NetApp ONTAP Code Update: A Complete NDU Maintenance Runbook

NetApp guide — Storage KnowHow

Overview

This runbook walks through a planned NetApp ONTAP nondisruptive upgrade (NDU) from start to finish. It follows the same structure as an enterprise Method of Procedure (MOP): prerequisites, preparatory work, pre-change health checks, communications, the upgrade itself, monitoring, post-validation, and a backout plan.

ONTAP’s automated upgrade path handles node failover, image activation, and giveback in sequence — but the procedure still requires deliberate pre- and post-checks to confirm cluster readiness and capture evidence. NetApp documents the core automated upgrade command as cluster image update.

The example target version throughout this runbook is 9.17.1P3.


Prerequisites

Before opening a maintenance window, confirm the following are in place:

Area Requirement
Target ONTAP image Downloaded, staged, and hash-verified (at least 24 hours prior)
Maintenance window Duration agreed and recorded in your change record (e.g. 4 hours)
Health alerts No active system health alerts
Storage failover Healthy and possible for all HA pairs
Aggregates All online; no broken disks
Data LIFs All on home ports — exceptions documented
Monitoring AIQUM maintenance mode plan confirmed for the cluster
Change record Change ticket created; command outputs will be attached as evidence

Preparatory Work — Image Staging

Complete this at least 24 hours before the maintenance window so any image validation issues can be resolved without time pressure.

1. Download the Image

Download the target ONTAP package from mysupport.netapp.com. Select the correct version family (e.g., NetApp ONTAP 9.17.x) and download both the image (image.tgz) and its MD5 hash file.

2. Verify the Hash

On your staging server, verify the file integrity before uploading to the cluster:

# PowerShell — run on the staging server
Get-FileHash -Algorithm MD5 "C:\staging\NetApp\image.tgz"

Compare the output against the MD5 hash file from the NetApp support portal. Do not proceed if there is a mismatch.

3. Upload the Image to the Cluster

From an ONTAP CLI session, pull the image from your internal staging server:

cluster image package get -url http://<staging-server>/NetApp/image.tgz

4. Validate the Image

cluster image validate -version 9.17.1P3

Review all output. Fix any errors before the maintenance window. Warnings should be reviewed and documented in the change record. Do not ignore them without understanding the impact.


Pre-Change Health Checks

Run the following commands immediately before starting the maintenance window. Attach all output to the change record as your before-state evidence.

1. System Health Alerts

system health alert show

Expected result: no active alerts.

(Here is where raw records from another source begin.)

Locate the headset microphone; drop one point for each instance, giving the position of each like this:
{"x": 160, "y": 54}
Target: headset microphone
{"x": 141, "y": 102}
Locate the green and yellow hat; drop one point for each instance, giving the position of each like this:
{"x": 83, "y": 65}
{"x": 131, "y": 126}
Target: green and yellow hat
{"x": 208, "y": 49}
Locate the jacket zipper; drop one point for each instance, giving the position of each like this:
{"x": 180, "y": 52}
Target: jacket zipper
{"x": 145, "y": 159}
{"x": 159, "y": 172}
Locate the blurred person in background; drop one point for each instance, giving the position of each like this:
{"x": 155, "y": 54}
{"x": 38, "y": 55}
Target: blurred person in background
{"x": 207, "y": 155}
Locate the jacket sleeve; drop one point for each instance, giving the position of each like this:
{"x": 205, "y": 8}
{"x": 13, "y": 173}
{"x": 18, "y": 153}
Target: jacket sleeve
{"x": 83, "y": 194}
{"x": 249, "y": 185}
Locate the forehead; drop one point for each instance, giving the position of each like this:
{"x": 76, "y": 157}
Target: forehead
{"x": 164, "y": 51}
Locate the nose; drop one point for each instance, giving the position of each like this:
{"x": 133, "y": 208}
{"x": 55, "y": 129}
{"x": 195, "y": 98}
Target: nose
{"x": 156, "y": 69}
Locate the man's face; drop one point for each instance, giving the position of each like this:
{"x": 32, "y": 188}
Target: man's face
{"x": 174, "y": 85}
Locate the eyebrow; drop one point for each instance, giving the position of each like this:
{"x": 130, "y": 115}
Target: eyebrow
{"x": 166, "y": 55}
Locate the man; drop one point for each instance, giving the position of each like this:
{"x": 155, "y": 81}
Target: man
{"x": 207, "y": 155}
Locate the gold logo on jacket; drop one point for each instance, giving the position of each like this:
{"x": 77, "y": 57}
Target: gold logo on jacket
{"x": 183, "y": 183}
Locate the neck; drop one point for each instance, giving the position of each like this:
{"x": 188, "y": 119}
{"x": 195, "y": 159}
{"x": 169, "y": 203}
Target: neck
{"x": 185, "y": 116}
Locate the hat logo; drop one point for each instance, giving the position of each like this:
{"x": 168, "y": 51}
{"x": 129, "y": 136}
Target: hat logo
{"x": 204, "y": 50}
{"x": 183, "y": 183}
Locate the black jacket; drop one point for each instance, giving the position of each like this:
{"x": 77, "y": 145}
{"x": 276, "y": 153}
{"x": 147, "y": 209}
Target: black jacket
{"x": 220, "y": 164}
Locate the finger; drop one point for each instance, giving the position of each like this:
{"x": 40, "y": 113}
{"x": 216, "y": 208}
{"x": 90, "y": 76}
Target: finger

Investigate and resolve any alerts before proceeding.

2. Storage Failover Status

storage failover show

Expected result: all HA pairs show state Connected and Takeover possible: true.

3. Aggregate Status

storage aggregate show -state !online

Expected result: no output (all aggregates are online).

4. Broken Disks

storage disk show -broken

Expected result: no output (no broken disks).

5. LIF Home Port Status

net int show -is-home false

Expected result: no output (all LIFs are on home ports). If LIFs are off home ports, either revert them or document the exceptions before starting.

6. Current Cluster Version

cluster image show

Record the current running version for the change record.

7. Cluster and Node Health

cluster show
system node show -fields health

All nodes must be healthy before starting the upgrade.

8. SnapMirror Status (If Applicable)

snapmirror show -fields status,healthy

Confirm there are no unhealthy or unexpected SnapMirror relationships that could be interrupted by a node failover during the upgrade.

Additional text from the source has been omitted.